Basic Anatomy and Physiology of the Human Brain This chapter contains some basic background on the anatomy and physiology of the human brain relevant to this project. The final section focuses on the neonatal brain and some common pathologies. 2.1 Anatomy of the head The human nervous system consists of the central nervous system (CNS) and peripheral nervous system (PNS). The former consists of the brain and spinal cord, while the latter composes the nerves extending to and from the brain and spinal cord. The primary functions of the nervous system are to monitor, integrate (process) and respond to information inside and outside the body. The brain consists of soft, delicate, non-replaceable neural tissue. It is supported and protected by the surrounding skin, skull, meninges and cerebrospinal fluid. Skin The skin constitutes a protective barrier against physical damage of underlying tissues, invasion of hazardous chemical and bacterial substances and, through the activity of its sweat glands and blood vessels, it helps to maintain the body at a constant temperature. Together with the sweat and oil glands, hairs and nails it forms a set of organs called the integumentary system. Figure 21 shows a cross-section of the skin and underlying subcutaneous tissue. The skin consists of an outer, protective layer, the epidermis and an inner layer, the dermis. While the top layer of the epidermis, the stratum corneum, consists of dead cells, the dermis is composed of vascularised fibrous connective tissue. The subcutaneous tissue, located underneath the skin, is primarily composed of adipose tissue (fat). Skull Depending on their shape, bones are classified as long, short, flat or irregular. Bones of different types contain different proportions of the two types of osseous tissue: compact and

spongy bone. While the former has a smooth structure, the latter is composed of small needle-like or flat pieces of bone called trabeculae, which form a network filled with red or yellow bone marrow. Most skull bones are flat and consist of two parallel compact bone surfaces, with a layer of spongy bone sandwiched between. The spongy bone layer of flat bones (the diplo) predominantly contains red bone marrow and hence has a high concentration of blood. The skull is a highly complex structure consisting of 22 bones altogether.

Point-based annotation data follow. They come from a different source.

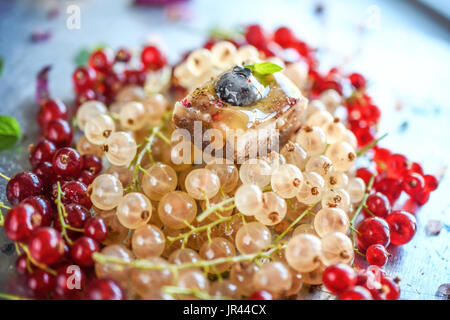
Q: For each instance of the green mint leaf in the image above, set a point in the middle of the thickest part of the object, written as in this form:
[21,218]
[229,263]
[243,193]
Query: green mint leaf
[264,68]
[2,64]
[9,132]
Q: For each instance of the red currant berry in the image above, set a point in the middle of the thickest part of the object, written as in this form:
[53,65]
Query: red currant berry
[59,132]
[123,55]
[255,36]
[152,58]
[413,183]
[104,289]
[46,245]
[377,255]
[101,60]
[284,37]
[83,78]
[51,110]
[67,162]
[22,264]
[396,166]
[42,206]
[76,192]
[431,183]
[261,295]
[43,151]
[390,288]
[40,282]
[391,188]
[402,225]
[44,171]
[96,229]
[357,80]
[373,231]
[92,163]
[82,250]
[357,293]
[339,278]
[69,282]
[23,185]
[20,222]
[377,204]
[86,177]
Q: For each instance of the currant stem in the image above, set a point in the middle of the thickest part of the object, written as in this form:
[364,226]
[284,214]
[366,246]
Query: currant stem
[61,214]
[361,205]
[297,220]
[217,207]
[145,264]
[370,145]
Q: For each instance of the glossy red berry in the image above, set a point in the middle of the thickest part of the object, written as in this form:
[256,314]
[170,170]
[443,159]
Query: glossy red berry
[96,229]
[44,171]
[59,132]
[76,192]
[22,264]
[431,183]
[413,183]
[104,289]
[261,295]
[43,151]
[67,162]
[339,278]
[23,185]
[86,177]
[101,60]
[256,36]
[284,37]
[20,221]
[92,163]
[377,255]
[70,280]
[42,206]
[378,205]
[357,80]
[402,226]
[357,293]
[40,282]
[390,187]
[152,58]
[46,245]
[123,55]
[390,288]
[373,231]
[51,110]
[83,78]
[82,250]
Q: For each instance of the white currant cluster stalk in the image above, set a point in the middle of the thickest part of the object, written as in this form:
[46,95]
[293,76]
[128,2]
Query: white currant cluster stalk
[272,223]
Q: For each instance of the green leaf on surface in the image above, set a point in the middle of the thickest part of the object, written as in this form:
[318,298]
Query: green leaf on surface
[9,132]
[264,68]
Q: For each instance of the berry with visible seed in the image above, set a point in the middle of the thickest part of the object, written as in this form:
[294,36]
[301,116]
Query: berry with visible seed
[402,226]
[46,245]
[20,221]
[67,162]
[43,151]
[23,185]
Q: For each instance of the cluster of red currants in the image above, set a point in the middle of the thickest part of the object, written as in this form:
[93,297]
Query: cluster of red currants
[57,249]
[100,81]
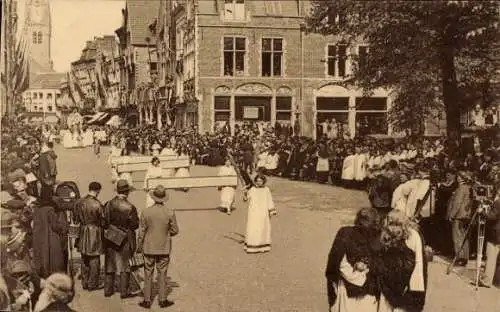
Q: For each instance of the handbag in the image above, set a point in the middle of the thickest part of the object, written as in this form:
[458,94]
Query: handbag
[115,235]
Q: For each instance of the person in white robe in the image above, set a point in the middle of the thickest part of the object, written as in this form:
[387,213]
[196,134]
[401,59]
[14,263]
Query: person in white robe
[348,170]
[271,162]
[154,171]
[88,137]
[125,175]
[156,149]
[227,192]
[260,209]
[420,197]
[183,172]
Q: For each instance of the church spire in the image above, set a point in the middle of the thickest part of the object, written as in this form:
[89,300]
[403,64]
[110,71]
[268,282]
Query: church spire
[38,30]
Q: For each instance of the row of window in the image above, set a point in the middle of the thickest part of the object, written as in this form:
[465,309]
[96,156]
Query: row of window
[39,95]
[272,57]
[37,37]
[40,108]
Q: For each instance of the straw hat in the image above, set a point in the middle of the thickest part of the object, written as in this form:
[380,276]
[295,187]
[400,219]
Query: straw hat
[159,194]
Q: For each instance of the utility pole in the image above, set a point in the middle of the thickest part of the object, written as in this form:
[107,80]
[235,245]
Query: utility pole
[10,20]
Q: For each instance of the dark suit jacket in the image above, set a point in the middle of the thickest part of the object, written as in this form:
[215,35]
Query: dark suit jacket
[493,224]
[157,225]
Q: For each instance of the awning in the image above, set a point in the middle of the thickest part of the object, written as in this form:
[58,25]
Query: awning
[52,119]
[114,121]
[96,117]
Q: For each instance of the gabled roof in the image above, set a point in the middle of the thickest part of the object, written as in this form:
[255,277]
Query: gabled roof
[47,81]
[141,13]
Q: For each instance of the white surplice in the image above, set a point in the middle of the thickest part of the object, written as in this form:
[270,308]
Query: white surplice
[258,233]
[227,192]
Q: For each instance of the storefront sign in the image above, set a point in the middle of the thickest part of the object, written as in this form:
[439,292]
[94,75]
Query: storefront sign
[250,112]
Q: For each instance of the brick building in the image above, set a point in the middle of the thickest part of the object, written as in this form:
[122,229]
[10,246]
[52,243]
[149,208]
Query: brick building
[96,73]
[253,61]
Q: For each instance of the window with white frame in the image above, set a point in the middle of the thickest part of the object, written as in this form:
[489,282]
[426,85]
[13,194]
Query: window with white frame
[362,55]
[337,60]
[371,115]
[272,57]
[222,110]
[284,109]
[234,56]
[331,112]
[234,9]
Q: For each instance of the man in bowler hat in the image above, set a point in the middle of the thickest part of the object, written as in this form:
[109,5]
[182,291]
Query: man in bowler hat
[157,225]
[119,215]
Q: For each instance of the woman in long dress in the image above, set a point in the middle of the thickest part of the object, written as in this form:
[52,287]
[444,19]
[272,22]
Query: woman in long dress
[227,192]
[351,285]
[260,209]
[154,171]
[183,172]
[403,274]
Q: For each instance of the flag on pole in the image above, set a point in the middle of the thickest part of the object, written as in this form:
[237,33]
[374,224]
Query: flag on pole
[20,73]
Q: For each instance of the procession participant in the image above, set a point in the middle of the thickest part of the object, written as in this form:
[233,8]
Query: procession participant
[57,293]
[227,192]
[50,230]
[459,213]
[88,213]
[155,149]
[154,171]
[403,271]
[88,137]
[351,285]
[120,220]
[183,172]
[157,225]
[492,242]
[348,169]
[48,169]
[260,209]
[419,200]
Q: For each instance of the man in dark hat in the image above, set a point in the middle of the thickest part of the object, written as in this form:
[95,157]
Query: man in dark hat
[157,225]
[87,214]
[120,220]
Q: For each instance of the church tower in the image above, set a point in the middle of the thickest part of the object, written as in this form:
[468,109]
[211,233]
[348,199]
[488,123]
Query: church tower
[38,30]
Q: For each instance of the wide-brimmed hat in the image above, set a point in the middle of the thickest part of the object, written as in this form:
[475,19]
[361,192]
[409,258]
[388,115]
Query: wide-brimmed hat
[159,194]
[6,219]
[122,186]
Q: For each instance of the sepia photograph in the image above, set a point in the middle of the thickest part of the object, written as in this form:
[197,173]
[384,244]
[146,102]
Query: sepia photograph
[250,156]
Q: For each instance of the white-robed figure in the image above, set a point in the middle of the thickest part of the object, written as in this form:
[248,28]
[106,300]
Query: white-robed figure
[88,137]
[260,209]
[227,192]
[154,171]
[183,172]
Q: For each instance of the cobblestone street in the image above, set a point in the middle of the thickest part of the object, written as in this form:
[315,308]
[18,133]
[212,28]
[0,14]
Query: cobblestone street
[214,273]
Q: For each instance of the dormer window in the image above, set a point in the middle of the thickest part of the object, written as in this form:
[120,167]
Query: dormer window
[234,9]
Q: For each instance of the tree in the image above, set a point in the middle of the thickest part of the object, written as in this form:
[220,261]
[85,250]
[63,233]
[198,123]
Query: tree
[434,55]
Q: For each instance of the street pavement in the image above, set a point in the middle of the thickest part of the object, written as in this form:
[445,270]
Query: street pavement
[214,274]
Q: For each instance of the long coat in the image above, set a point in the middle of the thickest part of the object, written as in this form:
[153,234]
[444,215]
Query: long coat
[50,230]
[122,214]
[88,212]
[157,225]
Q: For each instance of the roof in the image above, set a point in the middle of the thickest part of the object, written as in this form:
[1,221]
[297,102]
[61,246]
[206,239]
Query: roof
[47,81]
[141,13]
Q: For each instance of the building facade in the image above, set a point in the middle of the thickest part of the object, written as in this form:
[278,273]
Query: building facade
[96,74]
[37,31]
[252,61]
[41,98]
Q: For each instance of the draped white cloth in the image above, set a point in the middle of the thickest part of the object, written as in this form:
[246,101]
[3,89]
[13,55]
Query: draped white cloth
[345,304]
[258,232]
[348,168]
[227,193]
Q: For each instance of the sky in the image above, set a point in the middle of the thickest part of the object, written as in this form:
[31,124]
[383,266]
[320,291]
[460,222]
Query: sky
[76,21]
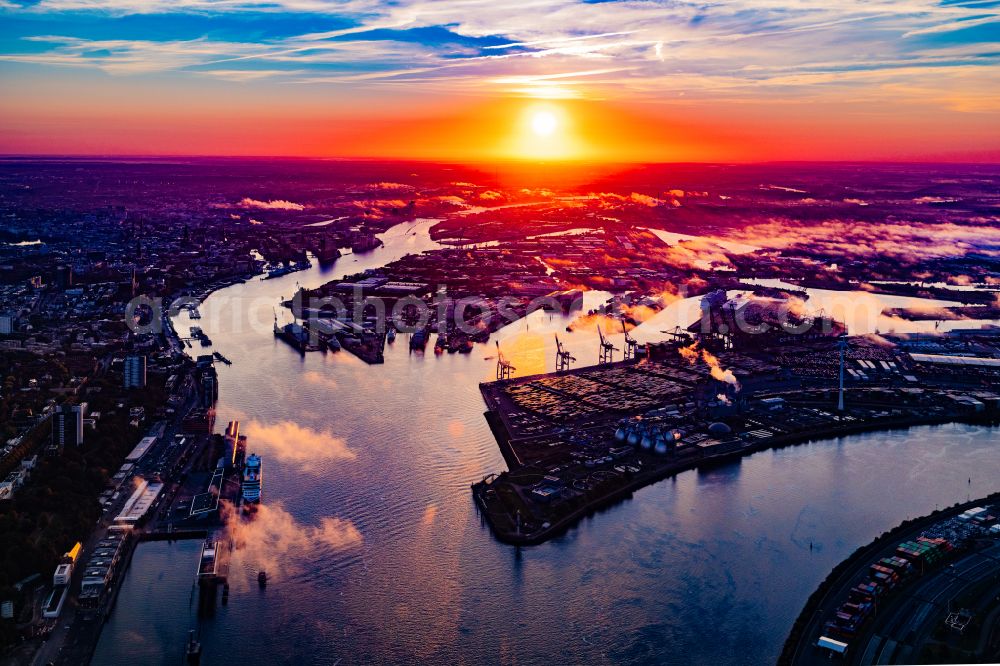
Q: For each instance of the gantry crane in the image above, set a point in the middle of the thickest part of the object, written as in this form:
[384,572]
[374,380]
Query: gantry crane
[504,369]
[563,357]
[607,351]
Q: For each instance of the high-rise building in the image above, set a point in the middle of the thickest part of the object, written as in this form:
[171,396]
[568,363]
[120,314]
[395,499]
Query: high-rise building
[134,372]
[67,425]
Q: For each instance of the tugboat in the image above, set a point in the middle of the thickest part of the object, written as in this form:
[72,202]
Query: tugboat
[193,649]
[252,481]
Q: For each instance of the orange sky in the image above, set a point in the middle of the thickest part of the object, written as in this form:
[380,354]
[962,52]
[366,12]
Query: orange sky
[461,80]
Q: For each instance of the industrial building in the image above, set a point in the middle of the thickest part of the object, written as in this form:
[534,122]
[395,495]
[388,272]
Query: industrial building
[67,425]
[134,371]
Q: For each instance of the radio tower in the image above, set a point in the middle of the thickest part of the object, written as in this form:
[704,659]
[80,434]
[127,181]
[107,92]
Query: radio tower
[631,346]
[563,357]
[607,351]
[842,343]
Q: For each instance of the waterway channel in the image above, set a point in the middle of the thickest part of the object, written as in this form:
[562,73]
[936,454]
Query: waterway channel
[376,554]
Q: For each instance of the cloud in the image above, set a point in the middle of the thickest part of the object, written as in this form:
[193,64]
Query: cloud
[298,444]
[645,49]
[273,540]
[908,241]
[274,204]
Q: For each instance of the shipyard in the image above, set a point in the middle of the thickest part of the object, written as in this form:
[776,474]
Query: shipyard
[733,383]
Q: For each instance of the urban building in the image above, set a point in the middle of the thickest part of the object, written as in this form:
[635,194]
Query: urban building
[134,372]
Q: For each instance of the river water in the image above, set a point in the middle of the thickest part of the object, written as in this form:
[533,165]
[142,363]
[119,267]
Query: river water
[375,552]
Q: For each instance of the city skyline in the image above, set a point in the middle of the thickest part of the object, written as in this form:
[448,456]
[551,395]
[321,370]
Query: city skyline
[466,81]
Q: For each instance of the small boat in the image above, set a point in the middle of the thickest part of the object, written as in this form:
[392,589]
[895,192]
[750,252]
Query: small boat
[193,650]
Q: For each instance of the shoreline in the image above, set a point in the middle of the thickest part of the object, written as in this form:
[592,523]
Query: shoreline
[642,480]
[846,571]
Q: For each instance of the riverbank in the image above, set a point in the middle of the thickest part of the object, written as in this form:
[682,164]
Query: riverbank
[503,532]
[807,627]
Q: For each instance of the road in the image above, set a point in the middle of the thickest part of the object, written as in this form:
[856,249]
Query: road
[900,630]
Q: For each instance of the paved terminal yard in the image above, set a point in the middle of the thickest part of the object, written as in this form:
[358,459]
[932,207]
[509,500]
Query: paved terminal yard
[578,439]
[912,609]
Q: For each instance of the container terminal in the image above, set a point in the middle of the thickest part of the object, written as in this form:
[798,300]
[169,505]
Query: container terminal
[924,592]
[578,439]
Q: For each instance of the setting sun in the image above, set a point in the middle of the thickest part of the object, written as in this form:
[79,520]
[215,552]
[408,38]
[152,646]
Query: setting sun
[543,123]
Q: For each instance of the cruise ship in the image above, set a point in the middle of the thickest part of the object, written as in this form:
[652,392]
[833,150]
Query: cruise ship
[252,478]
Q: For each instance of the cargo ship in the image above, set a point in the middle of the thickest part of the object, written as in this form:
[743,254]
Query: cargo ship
[252,479]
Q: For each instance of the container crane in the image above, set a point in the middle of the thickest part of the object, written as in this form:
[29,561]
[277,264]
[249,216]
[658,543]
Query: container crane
[504,369]
[607,350]
[563,357]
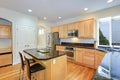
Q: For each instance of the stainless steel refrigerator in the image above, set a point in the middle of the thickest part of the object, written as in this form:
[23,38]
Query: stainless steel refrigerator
[53,40]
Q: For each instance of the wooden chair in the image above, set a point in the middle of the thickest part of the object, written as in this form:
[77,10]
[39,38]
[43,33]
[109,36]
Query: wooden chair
[23,64]
[32,69]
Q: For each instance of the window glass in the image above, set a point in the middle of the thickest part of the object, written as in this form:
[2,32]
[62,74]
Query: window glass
[104,33]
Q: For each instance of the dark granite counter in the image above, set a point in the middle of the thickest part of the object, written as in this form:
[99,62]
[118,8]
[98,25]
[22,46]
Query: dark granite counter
[44,54]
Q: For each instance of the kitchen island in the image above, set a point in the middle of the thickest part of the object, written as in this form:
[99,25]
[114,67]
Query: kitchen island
[55,62]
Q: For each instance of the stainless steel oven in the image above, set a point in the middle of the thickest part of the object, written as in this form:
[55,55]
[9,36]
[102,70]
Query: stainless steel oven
[70,51]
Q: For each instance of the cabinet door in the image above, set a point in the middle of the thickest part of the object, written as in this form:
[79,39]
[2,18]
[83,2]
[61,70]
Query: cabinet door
[59,68]
[81,29]
[79,55]
[98,58]
[5,31]
[60,48]
[88,58]
[63,31]
[89,28]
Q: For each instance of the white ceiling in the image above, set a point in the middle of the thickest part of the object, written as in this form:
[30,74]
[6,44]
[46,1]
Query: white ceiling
[52,9]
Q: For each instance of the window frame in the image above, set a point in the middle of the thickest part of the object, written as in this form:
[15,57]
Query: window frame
[110,34]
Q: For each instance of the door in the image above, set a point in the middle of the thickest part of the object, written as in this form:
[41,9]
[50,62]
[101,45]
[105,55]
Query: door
[25,38]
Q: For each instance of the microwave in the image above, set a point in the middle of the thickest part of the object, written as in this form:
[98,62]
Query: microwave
[72,33]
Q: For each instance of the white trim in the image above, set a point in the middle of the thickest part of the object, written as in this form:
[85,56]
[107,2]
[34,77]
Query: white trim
[110,33]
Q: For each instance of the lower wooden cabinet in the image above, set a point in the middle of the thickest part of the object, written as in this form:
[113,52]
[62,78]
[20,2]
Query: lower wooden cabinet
[79,55]
[98,57]
[56,69]
[5,59]
[89,57]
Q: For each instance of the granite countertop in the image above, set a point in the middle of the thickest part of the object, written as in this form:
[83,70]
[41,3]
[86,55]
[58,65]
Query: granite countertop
[44,54]
[110,63]
[87,47]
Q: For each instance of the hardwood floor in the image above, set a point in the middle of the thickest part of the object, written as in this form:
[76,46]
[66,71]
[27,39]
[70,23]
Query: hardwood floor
[75,72]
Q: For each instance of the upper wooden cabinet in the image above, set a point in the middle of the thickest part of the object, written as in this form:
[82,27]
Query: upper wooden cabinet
[72,26]
[55,29]
[63,31]
[5,31]
[79,54]
[86,28]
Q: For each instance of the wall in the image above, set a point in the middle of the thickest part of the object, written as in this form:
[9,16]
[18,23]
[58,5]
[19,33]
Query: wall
[98,14]
[18,20]
[42,39]
[5,42]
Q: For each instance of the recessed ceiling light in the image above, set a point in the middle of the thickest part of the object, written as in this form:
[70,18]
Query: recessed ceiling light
[59,17]
[29,10]
[45,18]
[85,9]
[109,1]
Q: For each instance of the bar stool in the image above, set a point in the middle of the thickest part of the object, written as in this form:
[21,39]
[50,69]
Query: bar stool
[23,63]
[32,69]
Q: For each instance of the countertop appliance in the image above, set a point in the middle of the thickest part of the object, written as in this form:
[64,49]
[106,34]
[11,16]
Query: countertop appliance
[72,33]
[70,51]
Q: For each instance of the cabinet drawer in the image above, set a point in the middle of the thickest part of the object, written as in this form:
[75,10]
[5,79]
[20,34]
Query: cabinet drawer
[5,59]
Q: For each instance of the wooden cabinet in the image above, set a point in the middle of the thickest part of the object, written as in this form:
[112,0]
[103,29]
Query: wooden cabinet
[88,58]
[79,55]
[5,31]
[55,29]
[63,31]
[60,48]
[5,49]
[72,26]
[81,29]
[98,57]
[5,59]
[86,28]
[56,69]
[85,57]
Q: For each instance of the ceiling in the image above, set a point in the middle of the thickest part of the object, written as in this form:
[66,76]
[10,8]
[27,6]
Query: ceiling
[52,9]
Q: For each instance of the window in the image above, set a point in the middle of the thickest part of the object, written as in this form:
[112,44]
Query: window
[109,30]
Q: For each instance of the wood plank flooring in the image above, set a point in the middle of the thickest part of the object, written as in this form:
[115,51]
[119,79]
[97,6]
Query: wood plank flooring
[75,72]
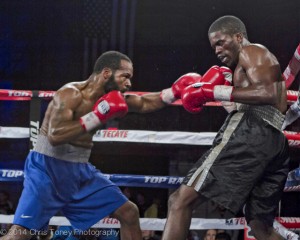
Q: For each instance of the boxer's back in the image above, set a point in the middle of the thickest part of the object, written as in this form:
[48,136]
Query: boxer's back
[257,65]
[73,94]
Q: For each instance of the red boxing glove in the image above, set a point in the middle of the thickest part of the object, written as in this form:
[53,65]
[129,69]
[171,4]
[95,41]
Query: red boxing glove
[194,96]
[170,95]
[109,106]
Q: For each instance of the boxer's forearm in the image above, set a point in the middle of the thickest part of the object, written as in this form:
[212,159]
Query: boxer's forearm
[146,103]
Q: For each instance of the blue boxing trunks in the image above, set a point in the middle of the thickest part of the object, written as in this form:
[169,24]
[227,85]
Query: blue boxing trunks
[247,164]
[75,188]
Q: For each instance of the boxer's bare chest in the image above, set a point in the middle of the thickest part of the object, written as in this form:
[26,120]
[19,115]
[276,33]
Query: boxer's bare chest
[240,78]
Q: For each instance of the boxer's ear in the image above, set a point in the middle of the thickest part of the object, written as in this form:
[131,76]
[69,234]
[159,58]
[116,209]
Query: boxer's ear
[239,37]
[107,72]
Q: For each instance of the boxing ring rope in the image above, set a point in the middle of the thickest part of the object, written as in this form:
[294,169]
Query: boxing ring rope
[190,138]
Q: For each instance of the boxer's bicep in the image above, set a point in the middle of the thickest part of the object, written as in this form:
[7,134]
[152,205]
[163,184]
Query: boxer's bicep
[61,119]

These can be divided into two sets, the cranial bones (or cranium) and the facial bones. While the latter form the framework of the face, the cranial bones form the cranial cavity that encloses and protects the brain. All bones of the adult skull are firmly connected by sutures. Figure 22 shows the most important bones of the skull. The frontal bone forms the forehead and contains the frontal sinuses, which are air filled cells within the bone. Most superior and lateral aspects of the skull are formed by the parietal bones while the occipital bone forms the posterior aspects. The base of the occipital bone contains the foramen magnum, whichis a large hole allowing the inferior part of the brain to connect to the spinal cord. The remaining bones of the cranium are the temporal, sphenoid and ethmoid bones. Meninges The meninges (Figure 23) are three connective tissue membranes enclosing the brain and the spinal cord. Their functions are to protect the CNS and blood vessels, enclose the venous sinuses, retain the cerebrospinal fluid, and form partitions within the skull. The outermost meninx is the dura mater, which encloses the arachnoid mater and the innermost pia mater Cerebrospinal fluid Cerebrospinal fluid (CSF) is a watery liquid similar in composition to blood plasma. It is formed in the choroid plexuses and circulates through the ventricles into the subarachnoid space, where it is returned to the dural venous sinuses by the arachnoid villi. The prime

purpose of the CSF is to support and cushion the brain and help nourish it. Figure 24 illustrates the flow of CSF through the central nervous system.